Oculus Rift
The Oculus Rift has come a long way since its first development kit, and this spring the virtual reality headset will finally be available to the public as a finalized product. I tried out the consumer version of the Oculus Rift, along with Oculus VR's optional Touch controllers, here at CES 2016.
The final version of the Rift is similar in design to the Oculus Rift Development Kit and the DK2: a black plastic VR headset that you connect to a computer. This version features its own built-in headphones, which were missing in the earlier versions. The hardware is more powerful and complex than the development kit versions', but the consumer model actually feels a bit lighter on the head. I didn't notice it shifting on my nose or becoming misaligned when I moved my head, which occasionally happened when I was using the development kits.

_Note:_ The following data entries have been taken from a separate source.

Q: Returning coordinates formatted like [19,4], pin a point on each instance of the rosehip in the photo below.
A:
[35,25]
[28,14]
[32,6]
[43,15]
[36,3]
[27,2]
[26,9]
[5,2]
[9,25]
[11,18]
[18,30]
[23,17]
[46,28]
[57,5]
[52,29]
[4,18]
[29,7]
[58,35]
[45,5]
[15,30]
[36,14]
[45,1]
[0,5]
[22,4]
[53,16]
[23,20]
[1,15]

The Touch by Oculus controllers are wireless hand grips equipped with face buttons, triggers, and analog sticks similar to halves of a conventional gamepad. They also have round, flat rings around the grips that are studded with small reflectors and work in tandem with a pair of positioning cameras to determine exactly where they are in space. The positioning was surprisingly accurate; the Rift showed gray, texture-less models of the Touch controllers floating in space before starting the demo, and they were located precisely where they sat in reality. I had to peek under the Rift a few times to make sure the controllers where the Rift said they were.
Oculus Rift
I tried a sculpting program called Medium with the Rift and Touch. The app put me in a virtual room and presented me with a large block of featureless clay. The Touch controllers were my hands, loading various tools selected through wheels I could access with the analog sticks. I could "draw" with clay in three-dimensional space, adding to the lump in front of me and building shapes around it by pulling the upper trigger on the right controller. The lower trigger let me move and rotate the sculpture with a wave of my hand.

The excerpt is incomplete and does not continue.